Xie Saining
Xie Saining is the AI researcher interviewed in 133. 对谢赛宁的7小时马拉松访谈:世界模型、逃出硅谷、AMI Labs、两次拒绝Ilya、杨立昆、李飞飞和42. The source traces his path through Shanghai Jiao Tong ACM training, a Singapore vision internship, UCSD PhD work, FAIR, NYU, and then AMI Labs with Yann LeCun.
Research Position
Xie frames his work as a long Representation Learning line rather than a set of isolated papers. In the interview, ResNeXt, Self-Supervised Learning, MoCo, Diffusion Transformers, REPA/RAE, Multimodal Intelligence, and World Models are all parts of the same search for useful abstractions over data, action, and physical reality.
Operating View
The source presents Xie as valuing Research Taste, strong baselines, infrastructure, credit assignment, and Problem Definition In Research. His two refusals of Ilya Sutskever and OpenAI are used to show that he prioritized route fit: first computer-vision research culture at FAIR, then a world-model route at NYU and AMI Labs.
Connections
- AMI Labs — company he is building with Yann LeCun.

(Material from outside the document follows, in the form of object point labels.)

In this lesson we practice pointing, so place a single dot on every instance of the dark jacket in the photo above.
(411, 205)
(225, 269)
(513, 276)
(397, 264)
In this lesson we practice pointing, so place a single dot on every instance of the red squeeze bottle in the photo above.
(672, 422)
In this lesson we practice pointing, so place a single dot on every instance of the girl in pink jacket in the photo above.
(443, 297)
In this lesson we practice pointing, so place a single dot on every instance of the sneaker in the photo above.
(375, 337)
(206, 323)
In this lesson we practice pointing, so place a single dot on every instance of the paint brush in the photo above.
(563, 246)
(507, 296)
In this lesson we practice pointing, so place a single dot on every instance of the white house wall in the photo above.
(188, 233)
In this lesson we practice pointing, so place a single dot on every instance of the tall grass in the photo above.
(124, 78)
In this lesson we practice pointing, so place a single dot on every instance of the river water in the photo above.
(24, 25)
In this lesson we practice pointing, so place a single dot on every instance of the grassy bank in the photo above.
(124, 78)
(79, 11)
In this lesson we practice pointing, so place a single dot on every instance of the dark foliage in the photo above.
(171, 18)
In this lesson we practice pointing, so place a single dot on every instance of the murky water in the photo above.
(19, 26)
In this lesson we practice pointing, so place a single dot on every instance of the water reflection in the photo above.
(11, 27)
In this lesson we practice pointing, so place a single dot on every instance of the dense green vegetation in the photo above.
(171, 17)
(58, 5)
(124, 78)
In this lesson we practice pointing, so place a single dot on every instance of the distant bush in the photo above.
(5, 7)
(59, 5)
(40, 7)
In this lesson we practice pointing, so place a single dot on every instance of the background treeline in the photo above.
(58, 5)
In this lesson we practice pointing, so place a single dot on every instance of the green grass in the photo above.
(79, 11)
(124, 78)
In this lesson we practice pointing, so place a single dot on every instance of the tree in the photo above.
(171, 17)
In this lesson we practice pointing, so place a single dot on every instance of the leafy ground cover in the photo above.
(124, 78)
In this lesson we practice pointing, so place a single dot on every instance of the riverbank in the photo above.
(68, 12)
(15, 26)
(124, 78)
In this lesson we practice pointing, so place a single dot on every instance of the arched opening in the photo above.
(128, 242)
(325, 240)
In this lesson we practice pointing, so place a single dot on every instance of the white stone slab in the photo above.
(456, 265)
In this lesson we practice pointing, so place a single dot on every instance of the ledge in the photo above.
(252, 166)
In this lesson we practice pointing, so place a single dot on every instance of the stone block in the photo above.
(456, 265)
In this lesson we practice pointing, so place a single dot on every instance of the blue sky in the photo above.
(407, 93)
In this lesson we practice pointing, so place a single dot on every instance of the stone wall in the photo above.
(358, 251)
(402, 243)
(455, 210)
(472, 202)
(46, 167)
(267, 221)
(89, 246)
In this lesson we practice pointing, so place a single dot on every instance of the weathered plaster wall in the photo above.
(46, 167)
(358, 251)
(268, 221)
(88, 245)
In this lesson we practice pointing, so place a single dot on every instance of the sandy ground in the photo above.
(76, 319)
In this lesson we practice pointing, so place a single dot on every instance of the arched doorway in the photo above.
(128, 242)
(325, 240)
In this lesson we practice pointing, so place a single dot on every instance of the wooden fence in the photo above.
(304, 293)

- FAIR, Kaiming He, and Meta — research lab and collaborators that shaped his representation-learning work.
- NYU, Yann LeCun, and UCSD — university contexts in the source.
- Fei-Fei Li and ImageNet — influence on problem definition and visual intelligence.
- Ilya Sutskever and OpenAI — alternative route he twice declined.
- World Models, Joint Embedding Predictive Architecture, and Decentralized World Model Strategy — technical and startup direction he advocates.